OpenACC

From HPC users
Jump to navigationJump to search

Introduction

OpenACC (for open accelerators) is a programming standard for parallel computing developed by Cray, CAPS, Nvidia and PGI. The standard is designed to simplify parallel programming of heterogeneous CPU/GPU systems. [1]

Like in OpenMP, the programmer can annotate C, C++ and Fortran source code to identify the areas that should be accelerated using compiler directives and additional functions (see here for more information]. Like OpenMP 4.0 and newer, code can be started on both the CPU and GPU.

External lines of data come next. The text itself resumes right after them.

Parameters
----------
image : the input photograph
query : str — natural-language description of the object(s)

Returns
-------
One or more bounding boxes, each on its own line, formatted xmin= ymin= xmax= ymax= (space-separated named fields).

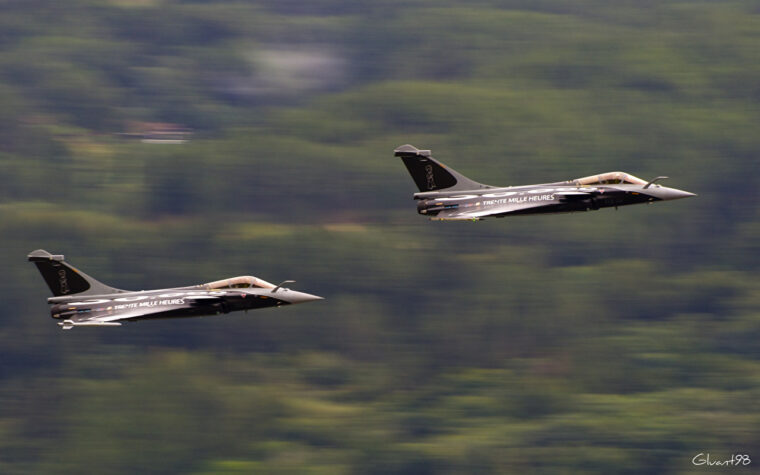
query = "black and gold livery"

Support of OpenACC is available in commercial compilers from PGI. Tutorials and documantation can be found on http://www.openacc.org/.

Example: Jacobi Iteration

The code

The following example is taken from this link and the code can be downloaded here or using

wget https://raw.githubusercontent.com/parallel-forall/cudacasts/master/ep3-first-openacc-program/laplace2d.c
wget https://raw.githubusercontent.com/parallel-forall/cudacasts/master/ep3-first-openacc-program/timer.h

The codes performs a Jacobi Iteration on an 4096x4096 grid.

Modules

Since we need a compiler with OpenACC support and we want to use the GPUS we load the following modules:

module load PGI CUDA-Toolkit

Serial execution of the program

The serial version of the program can be compiled with

pgcc -fast -o laplace2d_ser laplace2d.c 

To run the executable on a compute node we can sue the command

srun -p carl.p ./laplace2d_ser

which after some time should print

Jacobi relaxation Calculation: 4096 x 4096 mesh
   0, 0.250000
 100, 0.002397
 200, 0.001204
 300, 0.000804
 400, 0.000603
 500, 0.000483
 600, 0.000403
 700, 0.000345
 800, 0.000302
 900, 0.000269
total: 92.824342 s
srun: error: mpcl001: task 0: Exited with exit code 20

The total runtime may differ depending on the compute node used and other job that may run on that node (use -exclusive to rule that out). Note: the cause of the exit code 20 (or any other number) is not clear at the moment but may be ignored.